若い世代の約5割が音響性難聴のリスク
なお、難聴は、若い人にとっても他人事ではありません。なぜなら、普段から大音量にさらされていると、難聴になりやすいことがわかっているからです。
難聴の人はテレビの音量などもかなり大きくしないと聞こえませんが、反面、難聴になる最大の理由は大音量に長くさらされていることなのです。
実際に、工事現場など騒音がひどい環境で働いている人は「騒音性難聴」になりやすいことがわかっています。
そして、最近増加にあり、国際機関も警鐘を鳴らしているのが「音響性難聴」です。
すでに2015年には世界のおよそ3億人が難聴に罹っており、2050年までに12〜35歳という若い世代の約5割が音響性難聴のリスクにさらされるとWHOは分析しています。

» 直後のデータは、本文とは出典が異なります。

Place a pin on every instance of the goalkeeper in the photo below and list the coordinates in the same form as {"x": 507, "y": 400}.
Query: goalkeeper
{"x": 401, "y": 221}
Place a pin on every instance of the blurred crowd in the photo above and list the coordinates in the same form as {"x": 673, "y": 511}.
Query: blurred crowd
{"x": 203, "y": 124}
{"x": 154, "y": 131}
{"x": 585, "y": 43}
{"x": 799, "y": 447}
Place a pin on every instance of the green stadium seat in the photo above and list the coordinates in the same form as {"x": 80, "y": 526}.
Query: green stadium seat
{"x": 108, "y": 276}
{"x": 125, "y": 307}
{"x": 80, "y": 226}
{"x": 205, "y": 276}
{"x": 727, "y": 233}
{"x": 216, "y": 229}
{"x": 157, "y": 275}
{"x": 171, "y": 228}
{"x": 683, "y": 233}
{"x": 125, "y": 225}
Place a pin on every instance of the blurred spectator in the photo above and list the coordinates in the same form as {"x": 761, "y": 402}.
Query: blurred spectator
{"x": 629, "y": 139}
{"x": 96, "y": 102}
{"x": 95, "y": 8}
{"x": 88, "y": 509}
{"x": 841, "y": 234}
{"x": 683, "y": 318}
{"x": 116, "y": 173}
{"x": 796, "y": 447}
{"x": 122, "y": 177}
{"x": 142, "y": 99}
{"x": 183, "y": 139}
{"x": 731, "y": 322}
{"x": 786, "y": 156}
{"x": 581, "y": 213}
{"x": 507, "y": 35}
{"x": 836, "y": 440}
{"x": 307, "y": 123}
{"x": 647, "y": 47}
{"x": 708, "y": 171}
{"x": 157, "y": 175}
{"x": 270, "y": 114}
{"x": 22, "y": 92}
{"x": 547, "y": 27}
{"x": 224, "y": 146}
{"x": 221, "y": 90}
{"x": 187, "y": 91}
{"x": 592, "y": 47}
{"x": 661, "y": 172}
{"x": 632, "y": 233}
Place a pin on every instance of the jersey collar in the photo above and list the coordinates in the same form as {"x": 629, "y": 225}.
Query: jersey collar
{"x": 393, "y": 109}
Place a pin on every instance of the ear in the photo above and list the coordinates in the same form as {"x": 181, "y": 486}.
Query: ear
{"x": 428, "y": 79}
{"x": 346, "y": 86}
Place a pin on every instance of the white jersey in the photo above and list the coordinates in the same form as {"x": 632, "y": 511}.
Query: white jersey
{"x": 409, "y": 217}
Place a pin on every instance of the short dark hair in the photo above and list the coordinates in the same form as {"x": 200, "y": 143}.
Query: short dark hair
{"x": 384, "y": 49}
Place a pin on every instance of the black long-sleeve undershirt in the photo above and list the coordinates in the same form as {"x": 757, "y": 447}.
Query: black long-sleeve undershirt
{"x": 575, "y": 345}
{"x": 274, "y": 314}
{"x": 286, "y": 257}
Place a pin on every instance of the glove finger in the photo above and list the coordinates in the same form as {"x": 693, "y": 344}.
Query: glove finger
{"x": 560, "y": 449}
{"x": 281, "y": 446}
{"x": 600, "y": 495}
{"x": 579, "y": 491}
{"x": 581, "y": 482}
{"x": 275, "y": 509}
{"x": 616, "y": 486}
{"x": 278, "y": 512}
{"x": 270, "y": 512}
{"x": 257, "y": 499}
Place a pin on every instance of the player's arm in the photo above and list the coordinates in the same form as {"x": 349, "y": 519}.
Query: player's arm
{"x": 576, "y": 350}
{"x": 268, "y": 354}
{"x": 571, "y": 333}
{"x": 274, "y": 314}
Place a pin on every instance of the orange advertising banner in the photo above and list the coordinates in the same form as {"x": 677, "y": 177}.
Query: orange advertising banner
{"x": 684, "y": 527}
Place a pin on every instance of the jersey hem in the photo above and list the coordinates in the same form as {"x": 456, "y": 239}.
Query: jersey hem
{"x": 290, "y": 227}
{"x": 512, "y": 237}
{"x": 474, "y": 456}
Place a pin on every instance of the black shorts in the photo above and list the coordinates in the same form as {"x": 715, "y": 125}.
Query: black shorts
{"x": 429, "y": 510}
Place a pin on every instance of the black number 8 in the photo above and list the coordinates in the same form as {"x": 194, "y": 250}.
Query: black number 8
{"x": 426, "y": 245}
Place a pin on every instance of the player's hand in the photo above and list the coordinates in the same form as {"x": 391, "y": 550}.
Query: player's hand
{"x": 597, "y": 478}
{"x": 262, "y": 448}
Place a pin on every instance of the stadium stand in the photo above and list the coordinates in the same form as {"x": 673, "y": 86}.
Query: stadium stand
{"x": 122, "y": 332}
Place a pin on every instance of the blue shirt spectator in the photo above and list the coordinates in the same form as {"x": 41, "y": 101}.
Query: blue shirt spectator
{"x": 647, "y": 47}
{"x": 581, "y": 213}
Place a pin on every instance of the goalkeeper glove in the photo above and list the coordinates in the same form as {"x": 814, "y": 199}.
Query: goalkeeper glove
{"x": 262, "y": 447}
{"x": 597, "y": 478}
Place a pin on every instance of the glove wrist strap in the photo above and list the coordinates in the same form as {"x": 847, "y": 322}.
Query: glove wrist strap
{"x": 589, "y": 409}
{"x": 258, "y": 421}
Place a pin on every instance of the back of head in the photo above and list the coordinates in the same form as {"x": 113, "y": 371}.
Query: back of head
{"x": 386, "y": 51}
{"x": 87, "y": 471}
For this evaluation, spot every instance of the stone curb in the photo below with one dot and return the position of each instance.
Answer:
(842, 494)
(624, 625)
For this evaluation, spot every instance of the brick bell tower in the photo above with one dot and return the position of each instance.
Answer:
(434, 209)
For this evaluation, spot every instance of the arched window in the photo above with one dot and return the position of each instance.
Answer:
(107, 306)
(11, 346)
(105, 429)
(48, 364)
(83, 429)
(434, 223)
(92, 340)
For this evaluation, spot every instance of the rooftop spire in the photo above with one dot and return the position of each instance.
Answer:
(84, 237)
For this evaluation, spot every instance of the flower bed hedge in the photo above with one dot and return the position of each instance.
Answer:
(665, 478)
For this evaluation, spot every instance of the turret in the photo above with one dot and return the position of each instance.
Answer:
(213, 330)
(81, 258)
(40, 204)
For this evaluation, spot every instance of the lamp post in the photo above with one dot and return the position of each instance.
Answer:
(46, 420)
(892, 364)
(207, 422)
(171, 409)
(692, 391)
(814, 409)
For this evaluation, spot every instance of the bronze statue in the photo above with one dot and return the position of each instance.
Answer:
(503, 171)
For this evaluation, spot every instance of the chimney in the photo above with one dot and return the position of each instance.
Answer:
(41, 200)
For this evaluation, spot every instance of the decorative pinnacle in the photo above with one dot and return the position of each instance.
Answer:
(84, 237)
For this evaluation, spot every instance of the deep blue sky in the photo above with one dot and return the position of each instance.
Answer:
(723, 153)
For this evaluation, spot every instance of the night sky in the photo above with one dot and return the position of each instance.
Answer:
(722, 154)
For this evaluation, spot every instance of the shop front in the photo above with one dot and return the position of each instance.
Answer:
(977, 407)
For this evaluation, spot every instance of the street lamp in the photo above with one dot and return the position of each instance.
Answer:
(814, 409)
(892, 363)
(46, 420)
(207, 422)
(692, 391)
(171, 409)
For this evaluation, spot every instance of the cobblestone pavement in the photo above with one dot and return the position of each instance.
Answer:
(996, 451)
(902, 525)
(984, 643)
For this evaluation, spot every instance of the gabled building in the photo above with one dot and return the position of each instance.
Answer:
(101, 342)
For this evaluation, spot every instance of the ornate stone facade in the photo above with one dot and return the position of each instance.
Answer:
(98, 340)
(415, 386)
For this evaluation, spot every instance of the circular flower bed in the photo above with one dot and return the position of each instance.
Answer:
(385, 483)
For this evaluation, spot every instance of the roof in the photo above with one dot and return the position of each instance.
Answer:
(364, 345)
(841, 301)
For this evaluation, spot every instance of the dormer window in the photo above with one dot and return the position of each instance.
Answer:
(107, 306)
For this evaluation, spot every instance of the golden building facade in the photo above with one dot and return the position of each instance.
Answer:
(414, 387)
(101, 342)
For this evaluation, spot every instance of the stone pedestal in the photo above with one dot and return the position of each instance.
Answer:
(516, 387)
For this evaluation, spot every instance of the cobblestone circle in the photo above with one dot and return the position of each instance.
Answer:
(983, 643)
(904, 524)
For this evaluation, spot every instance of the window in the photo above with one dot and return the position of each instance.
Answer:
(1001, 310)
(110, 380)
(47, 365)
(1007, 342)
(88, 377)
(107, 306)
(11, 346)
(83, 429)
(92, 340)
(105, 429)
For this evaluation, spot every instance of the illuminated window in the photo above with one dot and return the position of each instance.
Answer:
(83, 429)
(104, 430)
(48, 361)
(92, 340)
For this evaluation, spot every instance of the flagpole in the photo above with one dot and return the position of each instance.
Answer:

電車の中で音楽を聴くのは楽しいでしょうが、イヤホンで大音量を耳に押し込む時間は、なるべく短くしたほうがいいでしょう。
仕事関係だけが自分の「社会」にしない
聴覚に限らず、視覚、嗅覚、味覚、触覚と、五感をフル活動させるような刺激が、脳の健康維持には必要です。
そうした刺激とともに、楽しい時間を過ごしたり、新しい知識を得たり、心を揺さぶられるような体験をしたりすることで、脳も大いに活性化されます。
こうしたことは、ひとりでも可能ではあるものの、さまざまな社会的つながりのなかでより強化されます。実際に、いくつかの信頼がおける研究で、社会的つながりが減ると認知機能が衰えていくことがわかっています。
すなわち、脳を大切に考えるなら、なるべく孤立することなく社会的つながりのある環境に自分の身を置くことが大事です。
このとき、それを「仕事関係」だけに絞らないことがとても重要です。
とくに、バリバリ働いて成果を出しているような男性に、仕事関係だけが自分の「社会」となっているケースが多く見受けられます。
こうした人が定年などで仕事から離れると、一気にその社会を失います。そして、いろいろな人と会話を交わす機会が減り、見た目も脳もあっという間に老けこんでしまうのです。
一方で、女性の場合は男性とは異なります。女性は仕事以外でも、もともと地域活動や子育てなどを通して自分の社会を形成しています。子どもの手が離れてからも、趣味のサークルなどによって社会を広げていく傾向があります。
だから、男性と反比例するように、年齢を重ねるほど精神的に元気になっていく女性が多いのです。あなたが今、働き盛りで仕事のことで頭がいっぱいだったとしたら、そういう自分にこそ「危険サイン」を送りましょう。意図的に多方面に関心を向け、居場所をたくさんつくっておきましょう。
「あれ、仕事以外には親しくできる人がいないな」と気づいてからでは遅いのです。「地域活動などに参加するには、自分はまだまだ若い」と感じているくらいのときが、実は最適です。